Although 17-year-old Kyle Rittenhouse had every right to be where he was on that fateful night in Kenosha and had every right to defend himself from the strange man/men following him, he was not the “child” spoken of above.
No, the attorney in question was John Guy, a Florida state prosecutor, and the child he spoke of was 17-year-old Trayvon Martin.
“Child” Trayvon was a half-foot taller than either Rittenhouse or the man he savagely attacked in February 2012, George Zimmerman. Had a desperate Zimmerman not shot and killed his attacker, Trayvon would surely have been arrested.
And yet the media and the state prosecutors consistently portrayed Martin, an aspiring MMA fighter, as a boy or a child.
Al Sharpton saw an “American paradox” in that “we can put a black man in the White House but we can’t walk a black child through a gated area in Sanford, Florida.”
Among the numerous charges the state levied against Zimmerman was the “non-enumerated felony” of “child abuse.”
Then, of course, there was the ultimate authority on semantics, the New Black Panther Party, which offered a $10,000 bounty for the capture of “child killer” George Zimmerman.
Throughout Rittenhouse’s ordeal, no one has called him a “child.” He has been called a “kid,” but, as Billy the Kid and others have taught us over time, “kid” does not imply helpless victim the way “child” does.
Whether kid or child, Kyle and Trayvon have much in common. Besides becoming household names at 17, each of them endured family breakup when small.
Of the two, Kyle had the worst of it. His father was often unemployed, abusive and alcoholic. The mom scrambled to survive. She and her kids were evicted from time to time and once were forced to live in a shelter.
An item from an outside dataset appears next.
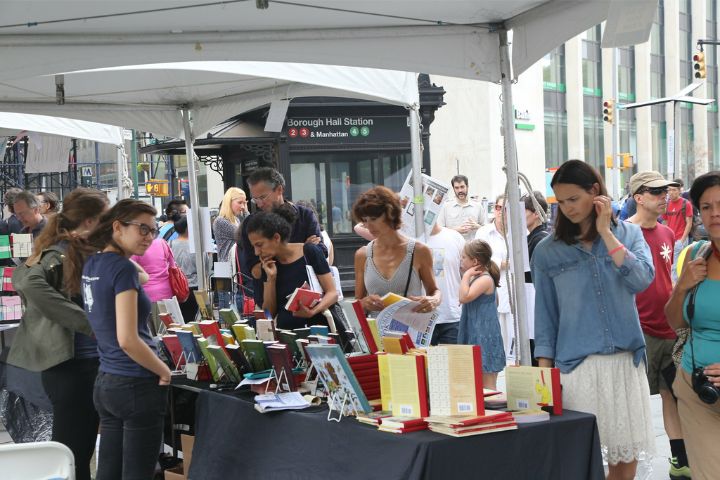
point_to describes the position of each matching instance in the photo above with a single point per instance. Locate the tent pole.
(516, 217)
(194, 200)
(416, 162)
By contrast, Trayvon’s parents were both well-employed. His childhood pictures – and we saw tons of those – showed him skiing, riding horseback, playing football and flying on airplanes.
At 15, Trayvon’s life fell apart. His father abandoned the step-mom who raised Trayvon, and Trayvon began his long downward spiral into drugs, guns, fighting and burglary.
Coming of age among other fatherless boys, Trayvon fell hard for the gangster life, a life celebrated by the music he listened to and enabled by liberal prosecutors.
At that same age, Kyle took another path altogether. He joined the Explorers program at a local police department near his home, a program designed to “teach self-discipline, responsibility and other appropriate ‘life lessons'” to youths who “may have a challenging home, social, or school life.”
Kyle also participated in a similar cadet program through the local fire department. In addition, he earned certification as a lifeguard and found part-time work at a Y.M.C.A.
Although he took work as a fry cook to help support his ailing mother, Kyle’s goal was to graduate high school and then become a police officer.
The media have relentlessly dubbed Kyle a “vigilante,” but there was nothing vigilante-like about his motives for going to downtown Kenosha on Aug. 25, 2020.
When interviewed that night, Kyle said calmly, “So, people are getting injured, and our job is to protect this business. Part of my job is also to help people. If there is somebody hurt, I’m running into harm’s way. That’s why I have my rifle, because I have to protect myself, obviously. I also have my med kit.”
For all their efforts, the media could find nothing more sinister in Kyle’s background than he once pushed a girl who was abusing his sister. He was the aspiring good citizen he appeared to be on the witness stand. Had he not been, his attorneys never would have let him testify.
As adolescents, Kyle and Trayvon were getting different messages from the media and the people around them. In his excellent book, “Antidote,” black activist Jesse Lee Peterson explains how Trayvon’s death should have been a teachable moment.
“The media might have said,” Peterson argues, “that when a child is shuttled between relatives all his life, when he is trapped in a series of failing government schools, when he is instructed in ways big and small about the evils of the white man, bad things happen.”
Young white kids like Kyle, no matter how crappy their home life, cannot take refuge in their whiteness, at least not yet. For the most part, they still hold themselves accountable for their own futures, and if they don’t, the people around them do.
And once they go manfully into the arena, as Kyle did, no one dares call them a “child.”